Tre mesi di proiezioni in Fvg per riscoprire il cinema sloveno
La rassegna nell'anno della Capitale Europea della Cultura GO! 2025, proiezioni a Gorizia, Trieste, Udine, Pordenone, San Pietro al Natisone e Staranzano

La Rassegna dei film sloveni in Italia si espande in regione nell'anno della Capitale Europea della Cultura GO! 2025, superando le barriere linguistiche e avvicinando il pubblico da entrambi i lati del confine.
Sarà infatti fruibile dal pubblico non solo al Palazzo del Cinema – Hiša filma di Gorizia, ma anche a Trieste in collaborazione con La Cappella Underground, a Udine con il Cinema Visionario, a Pordenone con l’associazione Cinemazero, a San Pietro al Natisone con il Museo di paesaggi e narrazioni e a Staranzano con l’associazione Dobialab.

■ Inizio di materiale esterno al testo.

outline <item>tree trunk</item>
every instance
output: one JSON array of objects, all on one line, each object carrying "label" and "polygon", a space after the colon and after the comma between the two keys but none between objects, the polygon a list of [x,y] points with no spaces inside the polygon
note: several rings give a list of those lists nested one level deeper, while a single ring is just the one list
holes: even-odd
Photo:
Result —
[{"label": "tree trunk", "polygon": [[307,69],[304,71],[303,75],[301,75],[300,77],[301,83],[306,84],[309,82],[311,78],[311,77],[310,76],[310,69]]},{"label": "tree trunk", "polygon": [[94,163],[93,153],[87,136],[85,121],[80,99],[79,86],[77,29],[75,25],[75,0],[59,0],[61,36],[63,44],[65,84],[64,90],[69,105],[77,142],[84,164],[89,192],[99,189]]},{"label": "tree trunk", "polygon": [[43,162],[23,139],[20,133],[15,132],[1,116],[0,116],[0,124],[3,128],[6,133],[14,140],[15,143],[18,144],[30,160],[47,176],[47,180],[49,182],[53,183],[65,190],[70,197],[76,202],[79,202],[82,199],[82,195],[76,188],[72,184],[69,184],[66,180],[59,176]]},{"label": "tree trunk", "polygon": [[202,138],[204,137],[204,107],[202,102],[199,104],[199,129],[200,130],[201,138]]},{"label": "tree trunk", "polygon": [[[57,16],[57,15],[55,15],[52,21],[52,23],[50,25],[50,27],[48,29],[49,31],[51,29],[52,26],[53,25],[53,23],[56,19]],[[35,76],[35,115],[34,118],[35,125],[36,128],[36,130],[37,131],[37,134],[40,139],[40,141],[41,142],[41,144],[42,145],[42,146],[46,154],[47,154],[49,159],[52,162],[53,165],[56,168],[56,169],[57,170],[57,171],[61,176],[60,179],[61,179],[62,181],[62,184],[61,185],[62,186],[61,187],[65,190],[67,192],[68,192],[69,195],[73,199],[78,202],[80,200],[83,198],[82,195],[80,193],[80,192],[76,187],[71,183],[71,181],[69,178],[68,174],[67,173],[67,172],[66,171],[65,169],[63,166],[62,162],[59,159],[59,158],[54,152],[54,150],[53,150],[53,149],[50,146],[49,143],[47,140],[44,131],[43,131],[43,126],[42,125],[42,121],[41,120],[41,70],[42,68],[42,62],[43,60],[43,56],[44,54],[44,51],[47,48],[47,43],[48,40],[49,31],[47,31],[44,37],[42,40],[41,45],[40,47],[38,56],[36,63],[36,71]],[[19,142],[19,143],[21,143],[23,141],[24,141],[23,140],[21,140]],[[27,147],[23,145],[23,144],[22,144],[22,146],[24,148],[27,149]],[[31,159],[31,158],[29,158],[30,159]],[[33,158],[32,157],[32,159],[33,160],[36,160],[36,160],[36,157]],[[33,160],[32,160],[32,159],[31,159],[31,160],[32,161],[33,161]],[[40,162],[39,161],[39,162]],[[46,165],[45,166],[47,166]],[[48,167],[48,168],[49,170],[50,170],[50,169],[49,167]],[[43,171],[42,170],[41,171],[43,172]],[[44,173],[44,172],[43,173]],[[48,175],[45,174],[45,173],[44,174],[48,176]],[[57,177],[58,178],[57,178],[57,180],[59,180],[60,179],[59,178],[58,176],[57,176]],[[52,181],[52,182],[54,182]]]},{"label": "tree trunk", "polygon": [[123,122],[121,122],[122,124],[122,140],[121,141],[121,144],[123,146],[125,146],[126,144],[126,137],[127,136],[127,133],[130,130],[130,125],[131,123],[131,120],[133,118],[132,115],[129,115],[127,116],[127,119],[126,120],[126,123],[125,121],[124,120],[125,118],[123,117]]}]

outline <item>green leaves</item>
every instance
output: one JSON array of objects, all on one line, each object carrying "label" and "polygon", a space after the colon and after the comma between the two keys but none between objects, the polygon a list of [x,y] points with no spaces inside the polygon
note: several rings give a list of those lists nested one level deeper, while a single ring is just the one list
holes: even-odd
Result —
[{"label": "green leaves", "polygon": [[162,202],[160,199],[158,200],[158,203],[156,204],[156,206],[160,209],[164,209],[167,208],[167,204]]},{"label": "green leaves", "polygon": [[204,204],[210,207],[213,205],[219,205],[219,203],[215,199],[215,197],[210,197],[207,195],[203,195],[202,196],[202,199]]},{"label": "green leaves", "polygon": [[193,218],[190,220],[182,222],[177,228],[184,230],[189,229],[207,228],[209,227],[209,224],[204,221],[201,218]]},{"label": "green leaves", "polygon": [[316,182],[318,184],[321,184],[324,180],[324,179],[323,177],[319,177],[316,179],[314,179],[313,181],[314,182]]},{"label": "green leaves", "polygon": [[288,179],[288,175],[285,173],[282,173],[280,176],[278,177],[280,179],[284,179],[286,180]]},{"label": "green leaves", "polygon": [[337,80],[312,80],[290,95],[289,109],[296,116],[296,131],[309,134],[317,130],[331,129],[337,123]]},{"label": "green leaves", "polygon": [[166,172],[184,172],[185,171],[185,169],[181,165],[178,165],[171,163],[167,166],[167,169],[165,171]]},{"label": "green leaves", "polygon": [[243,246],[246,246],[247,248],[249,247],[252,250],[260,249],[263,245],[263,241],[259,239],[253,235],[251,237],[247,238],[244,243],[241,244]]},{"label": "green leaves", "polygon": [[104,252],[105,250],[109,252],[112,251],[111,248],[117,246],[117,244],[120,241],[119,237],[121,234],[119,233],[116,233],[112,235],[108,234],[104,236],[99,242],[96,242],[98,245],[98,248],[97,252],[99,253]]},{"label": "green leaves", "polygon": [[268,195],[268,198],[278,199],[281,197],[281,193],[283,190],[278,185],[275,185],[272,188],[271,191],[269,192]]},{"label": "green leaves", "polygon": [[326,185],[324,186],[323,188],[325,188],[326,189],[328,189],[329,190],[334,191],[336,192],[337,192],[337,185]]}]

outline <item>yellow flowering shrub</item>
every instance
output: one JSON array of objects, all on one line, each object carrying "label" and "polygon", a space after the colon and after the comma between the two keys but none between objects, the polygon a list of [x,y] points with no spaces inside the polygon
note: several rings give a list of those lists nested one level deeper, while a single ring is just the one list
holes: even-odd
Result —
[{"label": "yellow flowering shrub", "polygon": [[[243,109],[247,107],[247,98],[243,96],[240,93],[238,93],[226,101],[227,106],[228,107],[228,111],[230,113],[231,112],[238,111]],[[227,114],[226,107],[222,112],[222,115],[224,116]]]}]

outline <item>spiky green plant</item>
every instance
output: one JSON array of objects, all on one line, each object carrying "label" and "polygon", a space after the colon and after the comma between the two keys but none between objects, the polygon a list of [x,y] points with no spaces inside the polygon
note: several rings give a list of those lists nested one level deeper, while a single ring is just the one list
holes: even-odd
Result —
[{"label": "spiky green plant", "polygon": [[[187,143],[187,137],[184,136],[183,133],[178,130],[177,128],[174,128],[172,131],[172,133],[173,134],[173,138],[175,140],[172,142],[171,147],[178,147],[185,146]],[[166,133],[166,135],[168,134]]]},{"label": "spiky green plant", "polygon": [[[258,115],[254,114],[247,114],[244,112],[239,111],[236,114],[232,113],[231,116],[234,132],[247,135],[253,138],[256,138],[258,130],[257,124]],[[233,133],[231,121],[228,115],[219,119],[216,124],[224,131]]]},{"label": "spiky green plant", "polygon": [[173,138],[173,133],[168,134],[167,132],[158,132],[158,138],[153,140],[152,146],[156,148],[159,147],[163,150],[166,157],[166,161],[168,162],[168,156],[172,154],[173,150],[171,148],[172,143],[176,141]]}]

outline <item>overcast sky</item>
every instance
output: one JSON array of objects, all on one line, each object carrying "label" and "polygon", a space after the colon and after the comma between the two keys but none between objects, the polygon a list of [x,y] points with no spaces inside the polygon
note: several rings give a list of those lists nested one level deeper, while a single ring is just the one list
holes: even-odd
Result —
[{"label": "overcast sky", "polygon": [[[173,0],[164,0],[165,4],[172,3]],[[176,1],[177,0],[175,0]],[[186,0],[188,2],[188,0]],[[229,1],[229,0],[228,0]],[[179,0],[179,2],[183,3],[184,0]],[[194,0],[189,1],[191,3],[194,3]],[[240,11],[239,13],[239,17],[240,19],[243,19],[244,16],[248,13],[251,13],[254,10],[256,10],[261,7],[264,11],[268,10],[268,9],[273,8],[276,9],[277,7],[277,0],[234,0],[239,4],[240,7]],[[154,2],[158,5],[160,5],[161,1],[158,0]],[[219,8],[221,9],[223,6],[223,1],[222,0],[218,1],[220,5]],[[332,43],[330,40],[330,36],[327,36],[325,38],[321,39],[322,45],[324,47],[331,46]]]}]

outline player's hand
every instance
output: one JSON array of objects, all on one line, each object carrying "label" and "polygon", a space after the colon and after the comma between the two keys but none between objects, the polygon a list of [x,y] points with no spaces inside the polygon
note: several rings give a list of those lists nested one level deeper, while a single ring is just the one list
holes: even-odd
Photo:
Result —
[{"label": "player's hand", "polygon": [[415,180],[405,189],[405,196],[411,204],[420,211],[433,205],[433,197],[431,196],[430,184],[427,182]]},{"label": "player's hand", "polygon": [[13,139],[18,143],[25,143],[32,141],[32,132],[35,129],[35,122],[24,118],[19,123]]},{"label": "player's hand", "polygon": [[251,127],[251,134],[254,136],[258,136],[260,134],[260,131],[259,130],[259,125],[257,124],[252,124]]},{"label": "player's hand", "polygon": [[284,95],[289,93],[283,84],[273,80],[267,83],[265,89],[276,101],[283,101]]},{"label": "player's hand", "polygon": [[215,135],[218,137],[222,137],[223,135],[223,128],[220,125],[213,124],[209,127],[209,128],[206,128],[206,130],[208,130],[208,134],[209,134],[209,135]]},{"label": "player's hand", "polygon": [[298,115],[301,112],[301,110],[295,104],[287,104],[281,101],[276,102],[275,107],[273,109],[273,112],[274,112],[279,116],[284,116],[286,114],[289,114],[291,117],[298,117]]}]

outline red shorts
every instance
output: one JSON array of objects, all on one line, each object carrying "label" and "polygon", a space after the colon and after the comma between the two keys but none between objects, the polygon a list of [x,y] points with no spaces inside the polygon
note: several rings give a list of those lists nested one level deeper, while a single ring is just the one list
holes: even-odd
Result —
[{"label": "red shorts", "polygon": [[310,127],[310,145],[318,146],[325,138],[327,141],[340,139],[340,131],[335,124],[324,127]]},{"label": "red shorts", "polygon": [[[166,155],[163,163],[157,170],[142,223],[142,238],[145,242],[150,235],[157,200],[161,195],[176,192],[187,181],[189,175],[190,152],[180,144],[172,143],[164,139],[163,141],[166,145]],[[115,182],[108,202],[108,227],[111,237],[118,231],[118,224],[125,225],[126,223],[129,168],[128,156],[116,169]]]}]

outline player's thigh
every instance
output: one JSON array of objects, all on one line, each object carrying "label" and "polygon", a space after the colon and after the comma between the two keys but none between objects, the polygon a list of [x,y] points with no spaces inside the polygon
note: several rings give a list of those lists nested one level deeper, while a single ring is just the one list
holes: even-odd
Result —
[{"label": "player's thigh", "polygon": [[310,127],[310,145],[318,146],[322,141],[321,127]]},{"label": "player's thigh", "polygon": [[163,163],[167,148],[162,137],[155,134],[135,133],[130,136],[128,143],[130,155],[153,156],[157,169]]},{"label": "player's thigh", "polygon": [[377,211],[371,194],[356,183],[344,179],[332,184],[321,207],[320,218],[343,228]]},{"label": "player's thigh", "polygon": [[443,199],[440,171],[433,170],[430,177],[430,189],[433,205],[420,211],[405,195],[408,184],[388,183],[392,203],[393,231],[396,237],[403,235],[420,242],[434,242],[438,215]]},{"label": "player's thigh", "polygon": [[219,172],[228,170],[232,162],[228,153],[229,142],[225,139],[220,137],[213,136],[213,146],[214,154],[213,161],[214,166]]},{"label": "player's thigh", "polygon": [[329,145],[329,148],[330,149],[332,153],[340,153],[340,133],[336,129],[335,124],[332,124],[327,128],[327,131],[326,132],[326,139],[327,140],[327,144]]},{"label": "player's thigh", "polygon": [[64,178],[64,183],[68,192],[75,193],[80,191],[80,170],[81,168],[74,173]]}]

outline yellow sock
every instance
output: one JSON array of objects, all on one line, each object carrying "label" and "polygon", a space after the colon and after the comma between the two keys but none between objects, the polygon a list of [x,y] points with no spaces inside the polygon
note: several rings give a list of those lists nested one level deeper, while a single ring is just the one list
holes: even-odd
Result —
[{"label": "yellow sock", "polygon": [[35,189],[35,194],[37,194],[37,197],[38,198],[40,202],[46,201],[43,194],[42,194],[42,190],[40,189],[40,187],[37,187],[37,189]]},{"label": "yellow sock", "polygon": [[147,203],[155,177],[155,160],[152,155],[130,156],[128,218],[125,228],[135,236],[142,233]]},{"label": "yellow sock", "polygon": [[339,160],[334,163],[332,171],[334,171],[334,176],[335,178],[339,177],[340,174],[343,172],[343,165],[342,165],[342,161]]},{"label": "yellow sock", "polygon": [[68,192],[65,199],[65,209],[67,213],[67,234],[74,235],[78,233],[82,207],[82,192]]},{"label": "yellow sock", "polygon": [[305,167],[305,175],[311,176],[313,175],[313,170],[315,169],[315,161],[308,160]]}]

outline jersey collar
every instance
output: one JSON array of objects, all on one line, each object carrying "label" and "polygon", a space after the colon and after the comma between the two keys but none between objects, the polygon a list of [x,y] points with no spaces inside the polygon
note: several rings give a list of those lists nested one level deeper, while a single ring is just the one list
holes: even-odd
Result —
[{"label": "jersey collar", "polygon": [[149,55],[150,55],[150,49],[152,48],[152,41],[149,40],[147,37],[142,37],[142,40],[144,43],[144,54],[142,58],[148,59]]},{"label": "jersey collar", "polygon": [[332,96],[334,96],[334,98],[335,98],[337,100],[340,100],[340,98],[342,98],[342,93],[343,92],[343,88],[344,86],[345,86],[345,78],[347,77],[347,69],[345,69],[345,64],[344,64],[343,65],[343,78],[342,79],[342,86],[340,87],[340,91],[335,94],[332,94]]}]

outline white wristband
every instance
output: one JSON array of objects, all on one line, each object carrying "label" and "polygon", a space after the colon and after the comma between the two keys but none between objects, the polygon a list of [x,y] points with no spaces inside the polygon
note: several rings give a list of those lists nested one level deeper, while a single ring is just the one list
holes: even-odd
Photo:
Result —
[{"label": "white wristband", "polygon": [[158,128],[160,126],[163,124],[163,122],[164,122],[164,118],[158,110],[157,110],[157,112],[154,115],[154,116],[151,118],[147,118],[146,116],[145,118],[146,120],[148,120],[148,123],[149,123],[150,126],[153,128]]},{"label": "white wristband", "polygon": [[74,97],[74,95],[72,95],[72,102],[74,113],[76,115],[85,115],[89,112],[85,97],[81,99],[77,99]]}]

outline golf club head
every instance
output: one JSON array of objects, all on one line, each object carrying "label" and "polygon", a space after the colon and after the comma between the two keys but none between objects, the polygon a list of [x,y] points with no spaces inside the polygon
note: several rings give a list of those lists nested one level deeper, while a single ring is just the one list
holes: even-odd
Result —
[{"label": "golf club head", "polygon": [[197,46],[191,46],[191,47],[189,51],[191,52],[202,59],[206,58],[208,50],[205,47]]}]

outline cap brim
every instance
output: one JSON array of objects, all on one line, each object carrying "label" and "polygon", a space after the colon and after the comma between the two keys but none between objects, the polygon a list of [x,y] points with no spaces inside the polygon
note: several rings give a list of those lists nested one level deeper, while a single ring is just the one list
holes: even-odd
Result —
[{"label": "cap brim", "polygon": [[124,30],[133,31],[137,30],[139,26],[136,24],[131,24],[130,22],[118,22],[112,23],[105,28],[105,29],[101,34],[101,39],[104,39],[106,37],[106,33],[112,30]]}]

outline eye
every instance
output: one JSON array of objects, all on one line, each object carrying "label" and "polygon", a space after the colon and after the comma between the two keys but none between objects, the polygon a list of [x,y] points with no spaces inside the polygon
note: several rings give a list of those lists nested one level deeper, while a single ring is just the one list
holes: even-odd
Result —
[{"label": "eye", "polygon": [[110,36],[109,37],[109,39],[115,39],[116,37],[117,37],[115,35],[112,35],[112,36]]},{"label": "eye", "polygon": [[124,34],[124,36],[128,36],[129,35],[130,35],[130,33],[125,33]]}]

Ricca la programmazione di film sloveni contemporanei, tra cui le opere premiate al Festival del cinema sloveno di Portorose. Venerdì 13 febbraio, alle 20, al Palazzo del Cinema di Gorizia, nella settimana dell’inaugurazione della CEC GO! 2025, proiettato con sottotitoli in sloveno e italiano, il documentario Alpe-Adria Underground!
Presenti in sala l’autore Matevž Jerman e i produttori Andraž Jerič e Jerca Jerič della casa di produzione Temporama. L’opera degli sceneggiatori e registi Matevž e Jurij Meden, trae ispirazione da un articolo di Silvan Furlan, critico cinematografico, sceneggiatore, fondatore e direttore della Cineteca slovena. Il documentario non è solo un omaggio alla sua eredità, ma anche un'esplorazione delle opere sperimentali slovene, che continuano ad ispirare generazioni di autori della settima arte.
Il docufilm, che ha ricevuto la menzione speciale della giuria per i risultati speciali al Festival del cinema sloveno, è in proiezione il 20 febbraio a San Pietro al Natisone (Smo) e a Udine (Cinema Visionario), il 21 febbraio nuovamente a Udine, il 24 febbraio a Pordenone (Cinemazero) e il 27 febbraio a Staranzano (Dobialab).
Ma i mesi di marzo e aprile sono mesi ugualmente fecondi sia al Palazzo del Cinema di Gorizia che nelle sale cinematografiche partner, con una selezione di opere contemporanee che esplorano l’intimità, la società e il territorio quali il nuovo documentario di Jan Cvitkovič, Un grammo di cuore (Gram srca); Cent’anni, Premio del pubblico per il miglior documentario al Trieste film festival e Premio speciale per la promozione della parità di genere al Sarajevo film festival (ospite attesa è Maja Doroteja Prelog); C’era una volta nella Valle dell’Isonzo (Nekoč v Posočju), in cui la vincitrice del Premio Prešeren alla carriera, il massimo riconoscimento culturale della Slovenia, Ema Kugler, con la sua inconfondibile poetica visiva, porta sullo schermo l’antica spiritualità della Valle dell’Isonzo. Questa è una rapina! (To je rop!) di Gregor Andolšek, prosegue il suo percorso a Udine, Pordenone e San Pietro al Natisone.
Rimane in programma anche il film Šterkijada del regista Igor Šterk, (a marzo a Udine e Pordenone). Arricchisce ulteriormente la rassegna Family Therapy (Odrešitev za začetnike) di Sonja Prosenc, inserito nella sezione Visionari del festival transfrontaliero Omaggio a una visione. Dopo le proiezioni di gennaio a Monfalcone e Gorizia, il film arriverà anche a Pordenone.